C’est dans cet esprit d’« exécution » qu’une délibération doit nécessairement autoriser le maire à signer les marchés contractés au nom de sa commune. C’est, en réalité, l’assemblée délibérante qui dispose du pouvoir juridique de contracter.
Mais « exécuter » une délibération supposerait que la délibération préexiste ? Que nenni !! La délibération de l’assemblée locale n’est pas nécessaire pour lancer une procédure de marché.
Aussi, « si le maire ne peut contracter au nom de la commune, sans y avoir été autorisé par une délibération expresse du conseil municipal, aucune disposition législative ou règlementaire (…) n’impose au maire d’obtenir une telle délibération pour lancer et mener à terme une procédure d’appel d’offre ouvert »[3].
À l’extrême inverse, le Conseil d’État avait même jugé, un temps, que la délibération ne pouvait qu’être subséquente à la procédure de mise en concurrence : pour souscrire un marché, le Maire devait y avoir été autorisé par le Conseil municipal en connaissance des éléments essentiels du contrat tels que son montant exact et l’identité de l’attributaire.

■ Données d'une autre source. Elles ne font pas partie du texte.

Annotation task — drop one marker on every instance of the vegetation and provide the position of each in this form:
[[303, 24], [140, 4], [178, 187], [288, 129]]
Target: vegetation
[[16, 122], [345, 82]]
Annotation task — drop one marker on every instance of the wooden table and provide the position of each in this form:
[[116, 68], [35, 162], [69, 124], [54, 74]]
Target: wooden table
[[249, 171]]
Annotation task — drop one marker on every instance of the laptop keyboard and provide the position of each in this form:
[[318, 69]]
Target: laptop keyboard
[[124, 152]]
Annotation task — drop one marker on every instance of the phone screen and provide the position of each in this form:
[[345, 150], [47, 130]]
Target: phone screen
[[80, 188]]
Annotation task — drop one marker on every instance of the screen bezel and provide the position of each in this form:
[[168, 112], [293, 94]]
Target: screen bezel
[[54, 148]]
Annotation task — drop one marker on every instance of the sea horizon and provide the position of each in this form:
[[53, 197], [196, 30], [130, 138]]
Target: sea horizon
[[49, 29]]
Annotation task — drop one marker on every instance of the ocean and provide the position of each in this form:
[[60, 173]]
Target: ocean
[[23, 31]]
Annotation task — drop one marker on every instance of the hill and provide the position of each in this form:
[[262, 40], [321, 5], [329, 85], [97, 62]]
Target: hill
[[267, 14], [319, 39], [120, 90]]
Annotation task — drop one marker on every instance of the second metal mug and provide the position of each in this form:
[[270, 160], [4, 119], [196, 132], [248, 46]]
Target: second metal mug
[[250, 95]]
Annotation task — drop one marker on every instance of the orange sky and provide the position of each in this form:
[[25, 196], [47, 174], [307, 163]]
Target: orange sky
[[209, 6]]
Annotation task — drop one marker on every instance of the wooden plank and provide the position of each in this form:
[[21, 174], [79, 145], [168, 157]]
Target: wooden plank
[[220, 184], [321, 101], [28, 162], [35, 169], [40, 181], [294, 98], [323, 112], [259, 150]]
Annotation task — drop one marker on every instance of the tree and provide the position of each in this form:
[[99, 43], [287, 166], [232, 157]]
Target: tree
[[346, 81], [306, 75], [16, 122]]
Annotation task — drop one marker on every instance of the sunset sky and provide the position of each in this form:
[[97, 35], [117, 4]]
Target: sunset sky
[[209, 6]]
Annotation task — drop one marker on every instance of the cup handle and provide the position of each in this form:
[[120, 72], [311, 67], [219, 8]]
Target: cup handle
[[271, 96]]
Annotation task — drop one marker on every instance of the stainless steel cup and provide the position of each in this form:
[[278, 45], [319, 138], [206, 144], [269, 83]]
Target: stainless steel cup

Mais le législateur a rapidement pris le contrepied, et désormais l’article L.2122-21-1 du CGCT prévoit clairement la possibilité de délibération en amont de la procédure de passation.
En résumé, lancer une procédure de marché ressort de la compétence du maire ; en tirer les conséquences en décidant de la signature ressort de la compétence de l’assemblée délibérante.
En tant que délégataire du Conseil municipal, cette fois, le Maire peut être chargé de « prendre toute décision concernant la préparation, la passation, l’exécution et le règlement des marchés et des accords-cadres ainsi que toute décision concernant leurs avenants, lorsque les crédits sont inscrits au budget » (article L 2122-22 4° CGCT). Et à ce titre, il peut ainsi se voir déléguer la compétence de décider de contracter qui appartient au conseil municipal.
C’est le système de la délégation de pouvoirs, qui permet de se passer de délibération à chaque marché (dans la limite des prescriptions de la délibération d’habilitation).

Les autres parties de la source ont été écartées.